The Data Engineer's Guide to Apache Airflow

This article was originally published in Medium.
Apache Airflow is a very popular platform to schedule data pipelines. But what value are getting as Data Engineer when we choose to use this tools? In this article we're going to learn about this.
When people talk about data specialists, I often find that there are a lot of doubts about the different profiles that that exists in the sector. For the sake of brevity I like to refer to this meme:

Why our poor Data Engineer (from now on, DE) is so stressed? Many factors could be affecting him.
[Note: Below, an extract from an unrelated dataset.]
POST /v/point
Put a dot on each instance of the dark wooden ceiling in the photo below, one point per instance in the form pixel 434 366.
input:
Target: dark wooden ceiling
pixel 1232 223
Data is often chaotic, dirty, unorganized, ingestions change very easily and extractions could broke by many causes. Data pipelines are vulnerable by default.
And what is worse that your pipeline fails? That no one knows it fail! So you business processes and decisions are taken with outdated or wrong data.
Here is when it comes the need for a platform that allows us to achieve at least two things:
- Schedule our data pipelines.
- Inform us when they fail.
This could be achieve by many ways, but Apache Airflow is in integrated tool that was build specifically for solve these and other problems inside a DE team.
Apache Airflow
Apache Airflow is an open-source platform widely used in the data engineering field to schedule batch workflows. It was developed in 2015 by engineers from Airbnb, and later the Apache Foundation took over its development.
This platform enables DE teams to create, schedule, and monitor batch data pipelines through the definition of DAGs (Directed Acyclic Graphs) using Python.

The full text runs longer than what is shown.